Listen to this story
|
Amid the hype around multimodal systems, Google researchers have created a new model called UniPi that can learn how to do different tasks in different environments. In the blog UniPi: Learning universal policies via text-guided video generation, researchers describe the model’s capability in doing different tasks by using text guidance.
The new Universal Policy (UniPi) addresses environmental diversity and reward specification challenges. This is important for guiding robots to do different tasks in different environments using text inputs.
To do this, the policy leverages text to describe the task and videos to show how to complete it. UniPi uses a special program to generate videos that show the steps an agent should take to complete the task.
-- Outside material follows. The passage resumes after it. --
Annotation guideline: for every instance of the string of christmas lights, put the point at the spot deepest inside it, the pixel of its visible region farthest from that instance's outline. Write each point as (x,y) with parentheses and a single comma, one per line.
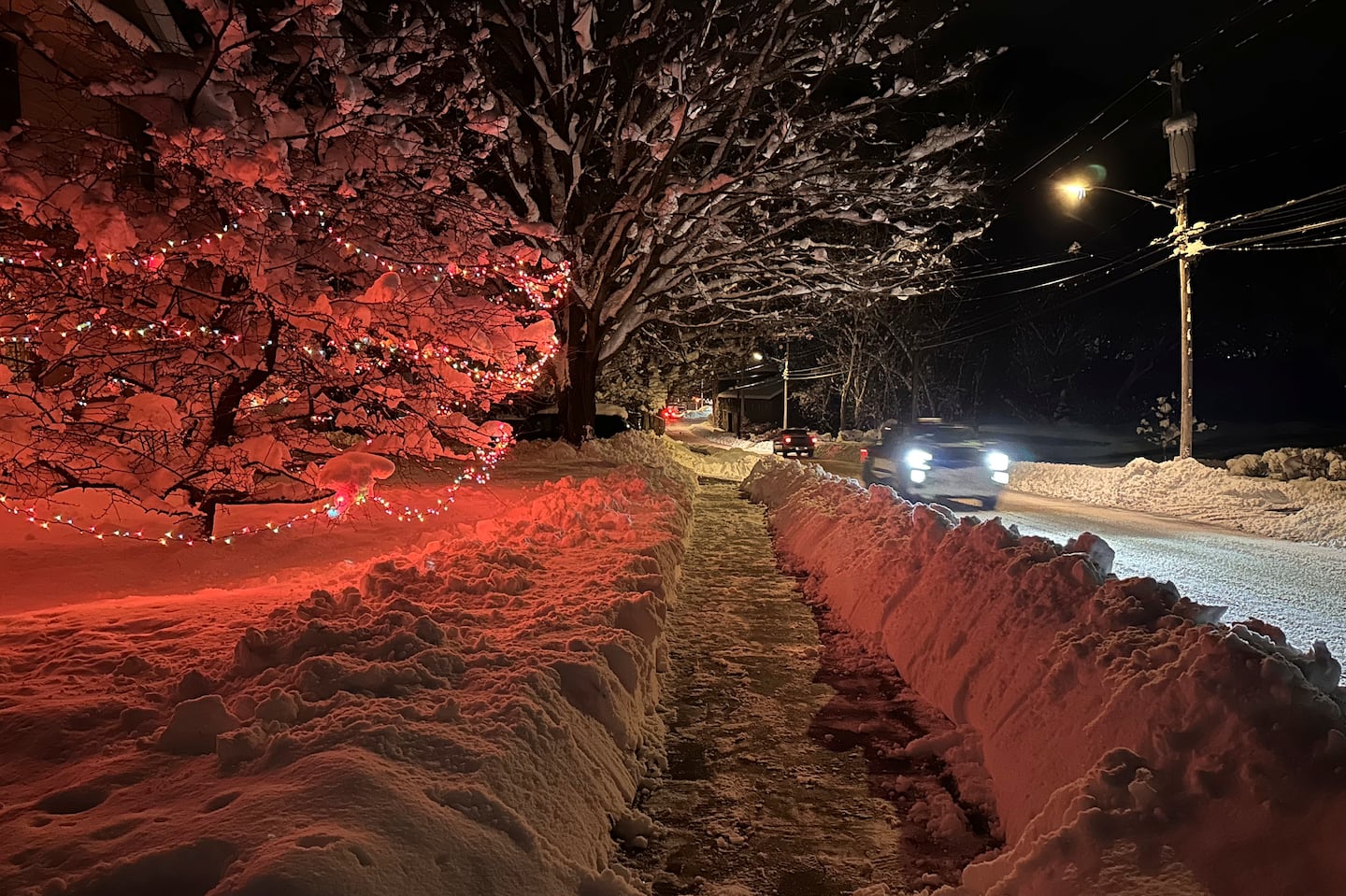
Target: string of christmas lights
(338,507)
(533,285)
Then, UniPi uses another program to figure out the actions needed to make those steps happen. Finally, UniPi can use those actions to complete the task in the real world or in a simulation.
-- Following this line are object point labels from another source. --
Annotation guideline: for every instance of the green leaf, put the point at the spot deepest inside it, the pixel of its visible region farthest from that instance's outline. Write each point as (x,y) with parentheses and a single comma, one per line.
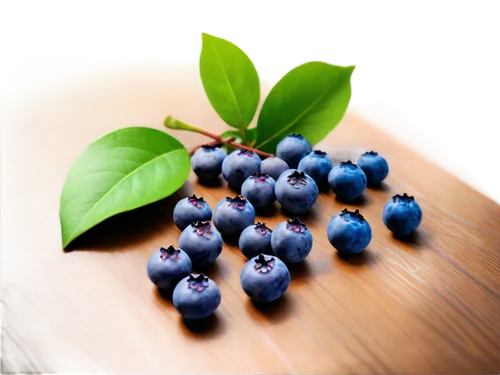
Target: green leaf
(120,171)
(230,80)
(310,99)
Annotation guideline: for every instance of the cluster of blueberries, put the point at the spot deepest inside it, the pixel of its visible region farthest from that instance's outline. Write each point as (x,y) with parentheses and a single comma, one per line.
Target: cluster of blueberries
(293,178)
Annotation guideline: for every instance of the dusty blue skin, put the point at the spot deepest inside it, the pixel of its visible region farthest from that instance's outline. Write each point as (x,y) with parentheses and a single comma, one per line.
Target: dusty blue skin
(196,297)
(255,240)
(202,242)
(349,232)
(233,215)
(238,166)
(402,214)
(375,166)
(259,190)
(296,191)
(291,241)
(317,164)
(166,267)
(264,278)
(274,167)
(347,180)
(207,162)
(292,149)
(191,209)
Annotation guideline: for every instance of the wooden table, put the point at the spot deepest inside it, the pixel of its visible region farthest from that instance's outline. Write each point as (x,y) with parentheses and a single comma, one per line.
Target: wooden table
(427,306)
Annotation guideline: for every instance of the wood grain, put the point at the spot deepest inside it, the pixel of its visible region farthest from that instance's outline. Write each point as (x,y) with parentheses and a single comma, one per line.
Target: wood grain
(430,305)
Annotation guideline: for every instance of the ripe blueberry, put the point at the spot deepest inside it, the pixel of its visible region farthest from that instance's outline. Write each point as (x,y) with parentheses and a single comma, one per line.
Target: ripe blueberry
(296,191)
(259,190)
(347,180)
(191,209)
(274,167)
(402,214)
(207,162)
(349,232)
(375,166)
(196,297)
(292,148)
(291,241)
(317,164)
(167,266)
(233,215)
(238,166)
(202,242)
(264,278)
(256,239)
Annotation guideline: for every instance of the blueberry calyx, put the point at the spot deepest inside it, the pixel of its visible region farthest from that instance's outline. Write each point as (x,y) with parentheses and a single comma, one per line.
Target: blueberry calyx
(296,225)
(263,265)
(198,283)
(195,201)
(203,228)
(262,228)
(169,253)
(405,198)
(238,202)
(352,214)
(297,179)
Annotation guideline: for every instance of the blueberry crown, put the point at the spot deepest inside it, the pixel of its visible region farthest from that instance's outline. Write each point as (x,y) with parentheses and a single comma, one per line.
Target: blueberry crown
(238,202)
(296,225)
(199,283)
(262,228)
(169,253)
(263,265)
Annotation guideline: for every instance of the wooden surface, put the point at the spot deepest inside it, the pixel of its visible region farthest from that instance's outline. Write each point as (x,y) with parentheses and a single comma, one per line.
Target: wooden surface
(427,306)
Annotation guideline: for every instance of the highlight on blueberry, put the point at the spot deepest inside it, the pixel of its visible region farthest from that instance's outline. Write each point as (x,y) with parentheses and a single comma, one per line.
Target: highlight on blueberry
(167,266)
(233,215)
(274,167)
(296,191)
(264,278)
(255,239)
(238,166)
(207,163)
(291,241)
(191,209)
(349,232)
(402,214)
(259,190)
(202,242)
(292,148)
(196,297)
(317,164)
(347,180)
(375,166)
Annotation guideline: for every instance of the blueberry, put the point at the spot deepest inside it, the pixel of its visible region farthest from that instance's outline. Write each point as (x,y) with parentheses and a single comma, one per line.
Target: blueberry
(238,166)
(233,215)
(259,190)
(167,266)
(191,209)
(349,232)
(402,214)
(274,167)
(291,241)
(296,191)
(375,166)
(196,297)
(207,162)
(292,148)
(256,239)
(264,278)
(317,164)
(202,242)
(347,180)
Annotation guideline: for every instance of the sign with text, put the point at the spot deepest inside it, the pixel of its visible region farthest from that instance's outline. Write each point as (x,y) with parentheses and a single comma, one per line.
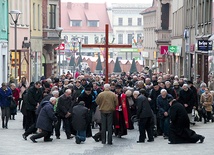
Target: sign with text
(60,47)
(173,49)
(204,45)
(164,50)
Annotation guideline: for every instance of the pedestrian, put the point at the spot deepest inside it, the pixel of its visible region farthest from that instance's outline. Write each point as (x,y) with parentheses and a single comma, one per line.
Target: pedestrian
(5,99)
(179,129)
(34,97)
(80,121)
(64,110)
(15,93)
(107,102)
(144,115)
(45,121)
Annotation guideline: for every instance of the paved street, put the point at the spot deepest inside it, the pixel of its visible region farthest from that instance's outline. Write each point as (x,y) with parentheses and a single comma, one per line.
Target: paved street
(12,143)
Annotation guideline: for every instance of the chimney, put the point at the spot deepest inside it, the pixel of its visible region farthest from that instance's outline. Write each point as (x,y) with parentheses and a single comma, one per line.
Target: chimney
(86,5)
(69,5)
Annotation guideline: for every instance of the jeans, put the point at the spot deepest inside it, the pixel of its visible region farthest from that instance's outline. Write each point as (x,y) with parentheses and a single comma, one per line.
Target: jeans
(145,125)
(164,124)
(106,121)
(81,135)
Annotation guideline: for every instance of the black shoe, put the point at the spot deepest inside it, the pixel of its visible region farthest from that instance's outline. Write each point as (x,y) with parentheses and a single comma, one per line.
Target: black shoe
(119,136)
(33,140)
(78,141)
(57,137)
(140,141)
(150,140)
(48,140)
(95,138)
(24,136)
(70,137)
(201,139)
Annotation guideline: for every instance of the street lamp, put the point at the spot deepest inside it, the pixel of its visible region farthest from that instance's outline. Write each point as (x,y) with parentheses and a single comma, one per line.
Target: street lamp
(15,16)
(59,31)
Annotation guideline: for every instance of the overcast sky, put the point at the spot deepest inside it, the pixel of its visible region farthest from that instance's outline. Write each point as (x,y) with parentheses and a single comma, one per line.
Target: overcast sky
(110,1)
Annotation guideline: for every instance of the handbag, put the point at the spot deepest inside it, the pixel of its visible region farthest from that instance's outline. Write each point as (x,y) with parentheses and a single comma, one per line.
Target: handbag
(13,104)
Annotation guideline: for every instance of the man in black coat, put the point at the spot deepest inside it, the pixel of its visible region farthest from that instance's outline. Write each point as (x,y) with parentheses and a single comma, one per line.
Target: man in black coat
(80,121)
(187,100)
(145,116)
(86,96)
(45,120)
(64,110)
(34,97)
(179,130)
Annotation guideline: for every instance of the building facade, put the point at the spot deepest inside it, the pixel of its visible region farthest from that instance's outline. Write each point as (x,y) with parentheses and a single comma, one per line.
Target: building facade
(51,36)
(36,40)
(177,38)
(4,56)
(127,24)
(23,35)
(198,25)
(149,27)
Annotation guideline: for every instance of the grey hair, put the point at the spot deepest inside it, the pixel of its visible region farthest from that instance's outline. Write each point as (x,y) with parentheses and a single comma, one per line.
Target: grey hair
(106,86)
(136,92)
(163,90)
(55,92)
(52,99)
(203,84)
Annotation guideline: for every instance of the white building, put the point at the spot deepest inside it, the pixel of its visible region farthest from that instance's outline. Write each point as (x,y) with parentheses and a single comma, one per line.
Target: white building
(127,24)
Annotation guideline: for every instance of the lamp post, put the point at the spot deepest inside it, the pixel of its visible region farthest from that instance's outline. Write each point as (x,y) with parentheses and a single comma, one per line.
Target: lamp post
(59,31)
(15,16)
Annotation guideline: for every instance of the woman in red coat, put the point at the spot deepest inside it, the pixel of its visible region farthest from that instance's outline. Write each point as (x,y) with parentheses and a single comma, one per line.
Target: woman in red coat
(15,92)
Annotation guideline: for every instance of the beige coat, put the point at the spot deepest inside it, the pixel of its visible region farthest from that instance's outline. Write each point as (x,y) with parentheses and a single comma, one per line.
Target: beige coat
(107,101)
(207,101)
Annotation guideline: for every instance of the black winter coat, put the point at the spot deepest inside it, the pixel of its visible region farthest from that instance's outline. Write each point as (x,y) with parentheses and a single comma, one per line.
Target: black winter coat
(87,99)
(34,96)
(80,117)
(186,97)
(65,104)
(46,117)
(143,107)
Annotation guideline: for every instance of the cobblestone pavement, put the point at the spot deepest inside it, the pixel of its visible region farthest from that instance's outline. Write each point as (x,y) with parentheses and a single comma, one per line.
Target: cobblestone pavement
(12,143)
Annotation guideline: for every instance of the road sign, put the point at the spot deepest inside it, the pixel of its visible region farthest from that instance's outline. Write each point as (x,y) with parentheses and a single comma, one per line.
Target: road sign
(60,47)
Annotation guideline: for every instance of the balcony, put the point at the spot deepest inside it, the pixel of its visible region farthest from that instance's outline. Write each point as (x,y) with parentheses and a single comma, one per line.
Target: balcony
(163,36)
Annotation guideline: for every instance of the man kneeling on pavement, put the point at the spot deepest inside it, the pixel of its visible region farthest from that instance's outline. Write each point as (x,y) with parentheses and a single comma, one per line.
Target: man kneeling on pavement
(45,120)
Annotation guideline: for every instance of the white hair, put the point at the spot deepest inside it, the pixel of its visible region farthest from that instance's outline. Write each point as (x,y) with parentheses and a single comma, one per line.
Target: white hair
(55,92)
(136,92)
(163,90)
(106,86)
(52,99)
(68,91)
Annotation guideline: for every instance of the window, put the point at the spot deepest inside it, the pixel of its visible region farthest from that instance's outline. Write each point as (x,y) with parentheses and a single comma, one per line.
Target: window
(86,40)
(34,16)
(129,38)
(93,23)
(120,38)
(139,22)
(52,16)
(76,23)
(129,21)
(39,17)
(3,18)
(120,21)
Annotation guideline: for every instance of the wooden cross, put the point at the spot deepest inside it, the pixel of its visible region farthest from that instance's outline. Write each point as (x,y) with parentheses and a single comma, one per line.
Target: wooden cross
(106,46)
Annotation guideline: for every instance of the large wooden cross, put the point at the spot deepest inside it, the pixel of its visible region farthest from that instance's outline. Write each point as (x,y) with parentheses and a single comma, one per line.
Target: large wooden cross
(106,46)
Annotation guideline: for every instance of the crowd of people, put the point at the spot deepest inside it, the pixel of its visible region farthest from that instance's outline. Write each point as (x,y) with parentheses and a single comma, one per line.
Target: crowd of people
(161,104)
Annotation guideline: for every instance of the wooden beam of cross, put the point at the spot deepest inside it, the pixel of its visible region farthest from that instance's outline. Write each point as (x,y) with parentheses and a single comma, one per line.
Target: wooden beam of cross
(106,46)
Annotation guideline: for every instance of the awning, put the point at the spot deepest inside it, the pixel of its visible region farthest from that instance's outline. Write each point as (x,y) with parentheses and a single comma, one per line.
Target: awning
(74,15)
(211,38)
(90,15)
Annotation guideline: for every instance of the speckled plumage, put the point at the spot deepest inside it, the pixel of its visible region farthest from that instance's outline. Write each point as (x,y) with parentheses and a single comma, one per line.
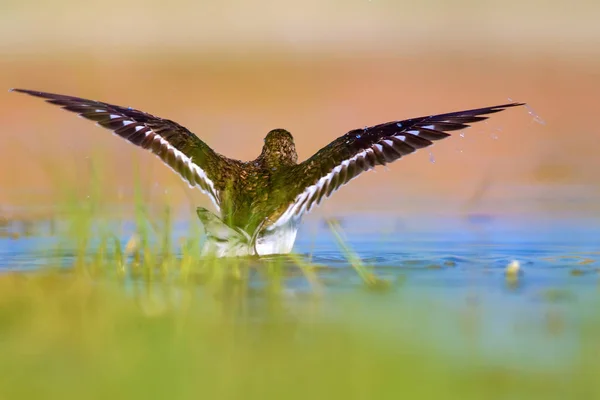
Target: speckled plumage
(261,202)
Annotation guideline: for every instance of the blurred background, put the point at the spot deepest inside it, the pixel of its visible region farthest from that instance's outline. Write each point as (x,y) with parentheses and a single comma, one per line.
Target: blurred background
(231,71)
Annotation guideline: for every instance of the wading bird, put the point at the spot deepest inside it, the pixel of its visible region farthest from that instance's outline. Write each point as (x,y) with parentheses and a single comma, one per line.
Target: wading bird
(261,202)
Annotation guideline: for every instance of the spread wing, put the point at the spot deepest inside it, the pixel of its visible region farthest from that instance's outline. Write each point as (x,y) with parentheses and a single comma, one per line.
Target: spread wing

According to the researchers, UniPi is able to generalise on both, seen and novel combinations of language prompts. UniPi will be able to help agents learn how to do many different tasks in many different environments in the real world.
Researchers evaluated the quality of videos generated by UniPi, after pre-training on non-robot data, using the Fréchet Inception Distance (FID) and Fréchet Video Distance (FVD) metrics. The language-image alignment was measured using Contrastive Language-Image Pre-training scores (CLIPScores). The results showed that pre-trained UniPi had significantly better FID and FVD scores and a higher CLIPScore than UniPi without pre-training. These findings suggest that pre-training on non-robot data can assist with generating plans for robots.
Earlier, Google had also released ‘PaLM-E’, a single model that has the ability to control different robots in the real-world, while is also equally competent in VQA and captioning tasks.
This was after Google researchers published Multimodal Chain-of-Thought Reasoning in Language Models, which was built for generating intermediate reasoning chains using language and vision with under one billion parameters.
UniPi has four major components:
Consistent video generation with first-frame tiling
To ensure environment consistency during conditional video synthesis, the observed image is added as supplementary context when denoising each frame in the synthesised video. UniPi achieves this by concatenating each intermediate frame that is sampled from noise with the conditioned observed image. This technique helps maintain a consistent environment state over time by providing a clear signal to the model.
Hierarchical planning through temporal super resolution
UniPi creates videos at a coarse level by sampling videos sparsely, capturing select moments in time. These videos are referred to as “abstractions.” UniPi then enhances these videos to ensure that they accurately represent valid behaviour within the environment. This is done through a process called super-resolution, which improves consistency by filling in the gaps between frames and creating a more detailed representation of the desired behaviour.
Flexible behaviour synthesis
In order to train the video generation model, which is to guide images towards a particular set of states that is dependent on text input, the video diffusion algorithm is utilised, which encodes pre-trained language features from the Text-To-Text Transfer Transformer (T5).
Task-specific action adaptation
The collection of synthesised videos is trained on a compact inverse dynamics model that translates frames into low-level control actions. This process is separate from the planner and can be completed using a smaller and possibly less ideal dataset generated by a simulator. Once we have the input frame and text description of the current goal, the inverse dynamics model synthesises image frames and generates a sequence of control actions that predict the upcoming actions. An agent then implements the deduced low-level control actions via closed-loop control.